Motherboards usually make a beep as part of their diagnostics if they have an issue booting up. Any beeps from yours?


----------



## JohnG (Nov 1, 2019)

styledelk said:


> Unfortunately this can be at least 3 different things:
> - Motherboard
> - RAM
> - CPU
> ...



Thanks for the ideas.

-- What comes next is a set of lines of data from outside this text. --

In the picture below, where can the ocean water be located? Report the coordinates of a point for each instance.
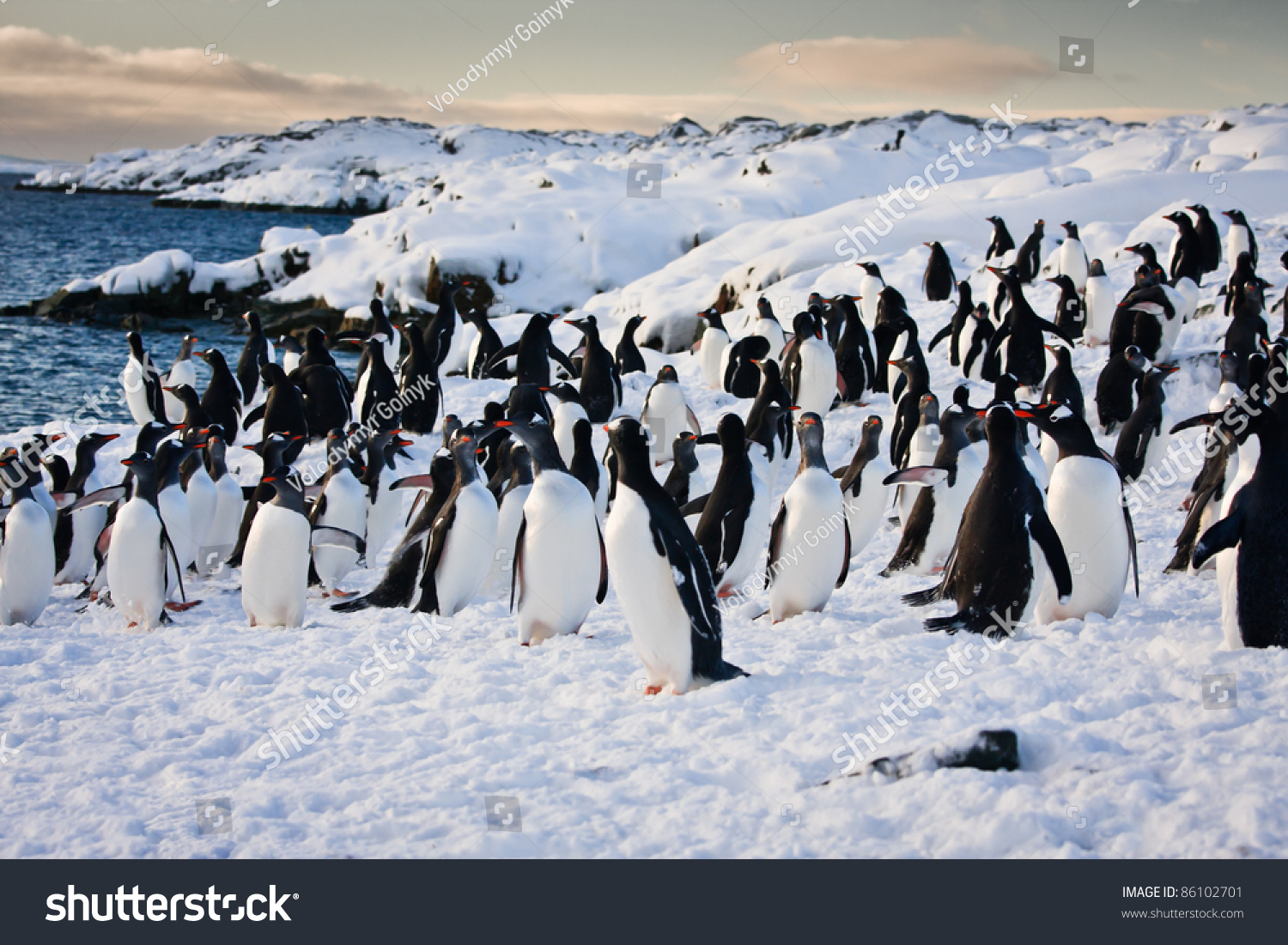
(53, 371)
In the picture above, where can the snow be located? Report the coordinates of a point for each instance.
(120, 734)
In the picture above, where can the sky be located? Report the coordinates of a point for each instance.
(85, 76)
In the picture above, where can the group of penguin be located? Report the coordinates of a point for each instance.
(518, 494)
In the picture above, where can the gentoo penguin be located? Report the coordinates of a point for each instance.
(811, 537)
(938, 281)
(670, 599)
(26, 548)
(179, 373)
(1144, 430)
(419, 385)
(742, 375)
(223, 399)
(1072, 260)
(1028, 260)
(1210, 237)
(587, 469)
(863, 487)
(276, 564)
(870, 291)
(956, 324)
(254, 357)
(854, 367)
(666, 412)
(561, 566)
(1001, 244)
(713, 347)
(340, 504)
(680, 479)
(142, 383)
(566, 415)
(768, 327)
(1089, 514)
(1255, 597)
(1100, 303)
(736, 514)
(533, 352)
(629, 358)
(994, 566)
(1071, 311)
(229, 506)
(1239, 237)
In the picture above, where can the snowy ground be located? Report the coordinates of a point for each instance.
(120, 736)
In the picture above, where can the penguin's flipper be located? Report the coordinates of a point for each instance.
(112, 494)
(1223, 536)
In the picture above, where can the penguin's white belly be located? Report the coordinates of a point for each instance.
(469, 551)
(866, 512)
(1084, 505)
(818, 378)
(714, 345)
(136, 566)
(561, 566)
(276, 568)
(811, 548)
(26, 563)
(659, 622)
(345, 509)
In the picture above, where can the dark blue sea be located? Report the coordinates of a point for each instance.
(46, 239)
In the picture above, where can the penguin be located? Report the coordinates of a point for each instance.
(863, 487)
(854, 366)
(1001, 244)
(1100, 303)
(1144, 429)
(1072, 260)
(742, 375)
(713, 348)
(736, 514)
(994, 568)
(229, 506)
(811, 376)
(342, 502)
(566, 415)
(254, 357)
(938, 281)
(533, 352)
(870, 293)
(419, 386)
(670, 599)
(26, 548)
(179, 373)
(142, 383)
(561, 564)
(666, 412)
(629, 358)
(223, 398)
(1028, 260)
(1071, 311)
(956, 324)
(811, 537)
(1210, 239)
(1239, 237)
(587, 469)
(1087, 512)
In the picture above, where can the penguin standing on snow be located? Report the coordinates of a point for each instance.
(938, 281)
(811, 509)
(666, 412)
(561, 566)
(670, 599)
(993, 566)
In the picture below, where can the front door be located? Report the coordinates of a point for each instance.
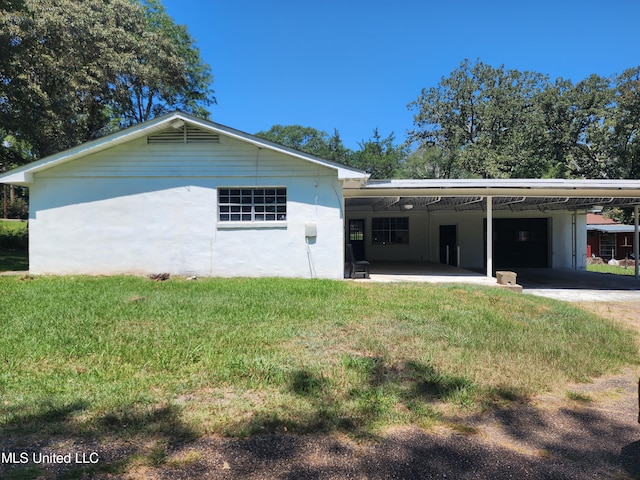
(449, 244)
(356, 238)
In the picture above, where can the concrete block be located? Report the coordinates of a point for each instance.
(506, 278)
(513, 288)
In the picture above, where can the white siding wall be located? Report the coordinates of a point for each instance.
(424, 231)
(145, 209)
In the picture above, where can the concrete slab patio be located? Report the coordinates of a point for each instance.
(562, 284)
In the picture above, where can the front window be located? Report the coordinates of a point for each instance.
(252, 204)
(390, 231)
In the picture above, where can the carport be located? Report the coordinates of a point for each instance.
(481, 224)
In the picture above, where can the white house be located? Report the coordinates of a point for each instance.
(182, 195)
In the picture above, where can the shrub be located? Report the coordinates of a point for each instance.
(14, 235)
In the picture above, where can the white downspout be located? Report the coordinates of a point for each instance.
(636, 239)
(490, 237)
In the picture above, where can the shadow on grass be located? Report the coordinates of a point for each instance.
(575, 443)
(13, 260)
(58, 441)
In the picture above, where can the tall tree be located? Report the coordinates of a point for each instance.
(624, 122)
(573, 141)
(481, 119)
(379, 156)
(72, 70)
(309, 140)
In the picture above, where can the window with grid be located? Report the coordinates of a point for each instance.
(252, 204)
(390, 231)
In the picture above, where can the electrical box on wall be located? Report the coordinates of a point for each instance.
(310, 230)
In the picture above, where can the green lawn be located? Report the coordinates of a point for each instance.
(128, 356)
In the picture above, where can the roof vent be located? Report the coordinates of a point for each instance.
(183, 134)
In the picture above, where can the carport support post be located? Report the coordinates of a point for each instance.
(490, 237)
(636, 238)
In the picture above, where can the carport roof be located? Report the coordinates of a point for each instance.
(507, 194)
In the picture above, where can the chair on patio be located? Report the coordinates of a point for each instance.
(356, 267)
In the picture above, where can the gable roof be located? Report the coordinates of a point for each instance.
(24, 175)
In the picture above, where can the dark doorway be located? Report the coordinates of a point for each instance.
(449, 244)
(520, 242)
(356, 238)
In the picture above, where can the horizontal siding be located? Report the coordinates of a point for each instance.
(229, 158)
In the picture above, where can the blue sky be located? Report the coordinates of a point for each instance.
(354, 65)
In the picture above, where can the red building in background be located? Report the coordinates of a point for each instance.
(607, 239)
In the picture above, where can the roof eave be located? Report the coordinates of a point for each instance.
(24, 175)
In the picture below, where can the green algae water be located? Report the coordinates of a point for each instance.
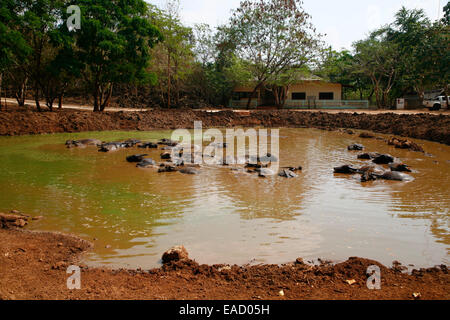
(133, 215)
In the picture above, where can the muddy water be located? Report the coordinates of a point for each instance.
(133, 215)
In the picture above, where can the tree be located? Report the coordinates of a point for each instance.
(379, 60)
(114, 45)
(14, 49)
(273, 36)
(175, 52)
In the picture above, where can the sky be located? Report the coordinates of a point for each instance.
(342, 22)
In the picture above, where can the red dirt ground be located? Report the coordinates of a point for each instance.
(33, 266)
(421, 126)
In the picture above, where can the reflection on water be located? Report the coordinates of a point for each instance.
(133, 215)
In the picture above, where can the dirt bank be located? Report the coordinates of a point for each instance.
(421, 126)
(33, 266)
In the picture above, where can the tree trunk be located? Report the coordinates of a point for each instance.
(168, 81)
(105, 102)
(36, 97)
(1, 78)
(251, 96)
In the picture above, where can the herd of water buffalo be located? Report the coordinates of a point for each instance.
(183, 161)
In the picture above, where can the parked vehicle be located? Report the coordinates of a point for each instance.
(436, 104)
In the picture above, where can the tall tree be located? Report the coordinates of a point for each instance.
(14, 49)
(114, 45)
(273, 35)
(175, 52)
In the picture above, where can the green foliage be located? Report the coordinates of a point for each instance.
(273, 36)
(114, 45)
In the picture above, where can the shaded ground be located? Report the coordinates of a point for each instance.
(426, 126)
(33, 266)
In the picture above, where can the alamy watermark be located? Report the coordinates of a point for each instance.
(374, 279)
(74, 21)
(74, 281)
(229, 147)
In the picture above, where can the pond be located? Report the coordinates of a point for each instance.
(133, 215)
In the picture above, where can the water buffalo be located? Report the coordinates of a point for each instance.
(286, 173)
(166, 167)
(368, 156)
(168, 142)
(166, 156)
(383, 159)
(189, 170)
(400, 167)
(264, 172)
(395, 176)
(136, 157)
(355, 147)
(148, 145)
(130, 143)
(145, 163)
(346, 169)
(82, 143)
(111, 146)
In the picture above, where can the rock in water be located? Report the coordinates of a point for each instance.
(177, 253)
(10, 220)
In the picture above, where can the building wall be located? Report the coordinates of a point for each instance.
(313, 88)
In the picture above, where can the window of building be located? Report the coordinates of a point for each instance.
(298, 95)
(326, 96)
(243, 95)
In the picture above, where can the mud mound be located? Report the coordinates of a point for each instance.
(421, 126)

Tried this:

1. removed all the RAM;
2. removed sound card;
3. removed PCIe SSD RAID card.

There is no video card.

Same result -- turns on (fans run, everything hums, lights on) then after less than 2 minutes, restarts.

PSU is Corsair CX 750; not very easy to eliminate this without (as you know) a lot of wangling, but they are pretty reliable.

I also tried swapping out a different boot drive, since about a month ago I replaced the boot drive with an SSD. Same thing.

Haven't tried swapping out the CPU.


----------



## styledelk (Nov 1, 2019)

JohnG said:


> Thanks for the ideas. Tried this:
> 
> 1. removed all the RAM;
> 2. removed sound card;
> ...



Removing the RAM will keep it from booting, but....
How many sticks do you have? Try with 1 stick, rotating through each stick. If one of the sticks is bad, this'll identify which.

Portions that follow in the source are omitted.